Biochemistry. 1990 Aug 14;29(32):7491-500. doi: 10.1021/bi00484a019.
delta 5-3-Ketosteroid isomerase (EC 5.3.3.1) catalyzes the isomerization of delta 5-3-ketosteroids to delta 4-3-ketosteroids by a conservative tautomeric transfer of the 4 beta-proton to the 6 beta-position using Tyr-14 as a general acid and Asp-38 as a general base [Kuliopulos, A., Mildvan, A. S., Shortle, D., & Talalay, P. (1989) Biochemistry 28, 149]. On deuteration of the 4 beta-position (97.0%) of the substrate, kcat(H)/kcat(4 beta-D) is 6.1 in H2O and 6.3 in D2O. The solvent isotope effect, kcat(H2O)/kcat(D2O), is 1.6 for both the 4 beta-H and 4 beta-D substrates. Mutation of Tyr-55 to Phe lowers kcat 4.3-fold; kcat(H)/kcat/4 beta-D) is 5.3 in H2O and 5.9 in D2O, and kcat(H2O)/kcat(D2O) with the 4 beta-H and 4 beta-D substrates is 1.5 and 1.7, respectively, indicating concerted general acid-base catalysis in either the enolization or the ketonization step of both the wild-type and the Tyr-55----Phe (Y55F) mutant enzymes. An additional slow step occurs with the Y55F mutant. Smaller isotope effects on Km are used to estimate individual rate constants in the kinetic schemes of both enzymes. On deuteration of the 4 alpha-position (88.6%) of the substrate, the secondary isotope effect on kcat/Km corrected for composition is 1.11 +/- 0.02 with the wild-type enzyme and 1.12 +/- 0.02 with the Y55F mutant. These effects decrease to 1.06 +/- 0.01 and 1.07 +/- 0.01, respectively, when the 4 beta-position is also deuterated, thereby establishing these to be kinetic (rather than equilibrium) secondary isotope effects and to involve a proton-tunneling contribution. Deuteration of the 6-position of the substrate (92.0%) produces no kinetic isotope effects on kcat/Km with either the wild-type (1.00 +/- 0.01) or the Y55F mutant (1.01 +/- 0.01) enzyme. Since a change in hybridization from sp3 to sp2 occurs at C-4 only during enolization of the substrate and a change in hybridization at C-6 from sp2 to sp3 occurs only during reketonization of the dienol intermediate, enolization of the substrate constitutes the concerted rate-limiting step. Concerted enolization is consistent with the right angle or antarafacial orientations of Tyr-14 and Asp-38 with respect to the enzyme-bound substrate and with the additive effects on kcat of mutation of these catalytic residues [Kuliopulos, A., Talalay, P., & Mildvan, A. S. (1990) Biophys. J. 57, 39a].

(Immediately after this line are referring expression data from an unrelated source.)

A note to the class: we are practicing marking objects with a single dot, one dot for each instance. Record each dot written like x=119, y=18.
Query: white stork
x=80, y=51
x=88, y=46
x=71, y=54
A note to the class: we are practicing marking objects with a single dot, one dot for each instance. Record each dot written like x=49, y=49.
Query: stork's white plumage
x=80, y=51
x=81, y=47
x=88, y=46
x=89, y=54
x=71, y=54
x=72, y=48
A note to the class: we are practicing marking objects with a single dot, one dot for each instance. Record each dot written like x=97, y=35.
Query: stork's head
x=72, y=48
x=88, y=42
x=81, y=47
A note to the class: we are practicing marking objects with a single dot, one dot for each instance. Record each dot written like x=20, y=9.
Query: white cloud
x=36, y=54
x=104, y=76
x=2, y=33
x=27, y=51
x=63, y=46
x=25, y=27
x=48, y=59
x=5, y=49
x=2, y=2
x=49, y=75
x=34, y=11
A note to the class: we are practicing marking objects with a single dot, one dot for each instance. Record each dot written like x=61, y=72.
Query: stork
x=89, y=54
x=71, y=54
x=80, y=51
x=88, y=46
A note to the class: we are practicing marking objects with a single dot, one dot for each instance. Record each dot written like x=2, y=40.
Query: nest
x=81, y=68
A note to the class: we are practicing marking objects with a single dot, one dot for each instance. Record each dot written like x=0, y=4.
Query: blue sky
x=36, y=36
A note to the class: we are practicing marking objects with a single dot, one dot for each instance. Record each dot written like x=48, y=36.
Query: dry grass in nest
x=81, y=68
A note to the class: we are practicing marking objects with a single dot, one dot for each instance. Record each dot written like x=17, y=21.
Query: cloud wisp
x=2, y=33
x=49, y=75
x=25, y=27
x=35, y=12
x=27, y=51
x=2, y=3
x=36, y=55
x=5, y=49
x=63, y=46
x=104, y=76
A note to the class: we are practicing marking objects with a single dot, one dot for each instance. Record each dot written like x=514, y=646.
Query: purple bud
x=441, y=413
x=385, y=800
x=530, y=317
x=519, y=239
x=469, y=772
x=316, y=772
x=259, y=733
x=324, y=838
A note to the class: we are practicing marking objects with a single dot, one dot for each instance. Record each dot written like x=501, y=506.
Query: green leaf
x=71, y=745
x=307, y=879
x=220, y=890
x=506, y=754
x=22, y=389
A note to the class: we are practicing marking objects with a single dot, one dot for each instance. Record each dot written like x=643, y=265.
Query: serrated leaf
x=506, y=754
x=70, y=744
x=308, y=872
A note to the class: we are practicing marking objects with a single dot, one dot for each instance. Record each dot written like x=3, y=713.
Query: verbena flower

δ5-3-酮类固醇异构酶(EC 5.3.3.1)通过将4β-质子以保守的互变异构转移至6β-位,利用Tyr-14作为广义酸、Asp-38作为广义碱,催化δ5-3-酮类固醇异构化为δ4-3-酮类固醇[库利奥普洛斯,A.,米尔德万,A. S.,肖特尔,D.,& 塔拉莱,P.(1989年)《生物化学》28卷,第149页]。在底物的4β-位氘化(97.0%)后,kcat(H)/kcat(4β-D)在H2O中为6.1,在D2O中为6.3。溶剂同位素效应,kcat(H2O)/kcat(D2O),对于4β-H和4β-D底物均为1.6。将Tyr-55突变为Phe使kcat降低4.3倍;kcat(H)/kcat(4β-D)在H2O中为5.3,在D2O中为5.9,并且4β-H和4β-D底物的kcat(H2O)/kcat(D2O)分别为1.5和1.7,表明野生型和Tyr-55→Phe(Y55F)突变酶在烯醇化或酮化步骤中均存在协同的广义酸碱催化。Y55F突变体还存在一个额外的慢步骤。利用对Km较小的同位素效应来估计两种酶动力学方案中的各个速率常数。在底物的4α-位氘化(88.6%)后,校正组成后的对kcat/Km的二级同位素效应,野生型酶为1.11±0.02,Y55F突变体为1.12±0.02。当4β-位也氘化时,这些效应分别降至1.06±0.01和1.07±0.01,从而确定这些为动力学(而非平衡)二级同位素效应且涉及质子隧穿贡献。底物6-位的氘化(92.0%)对野生型(1.00±0.01)或Y55F突变体(1.01±0.01)酶的kcat/Km均无动力学同位素效应。由于仅在底物烯醇化过程中C-4处的杂化从sp3变为sp2,且仅在二烯醇中间体再酮化过程中C-6处的杂化从sp2变为sp3,底物的烯醇化构成协同的限速步骤。协同烯醇化与Tyr-14和Asp-38相对于酶结合底物的直角或异面取向以及这些催化残基突变对kcat的加和效应一致[库利奥普洛斯,A.,塔拉莱,P.,& 米尔德万,A. S.(1990年)《生物物理杂志》57卷,第39a页]。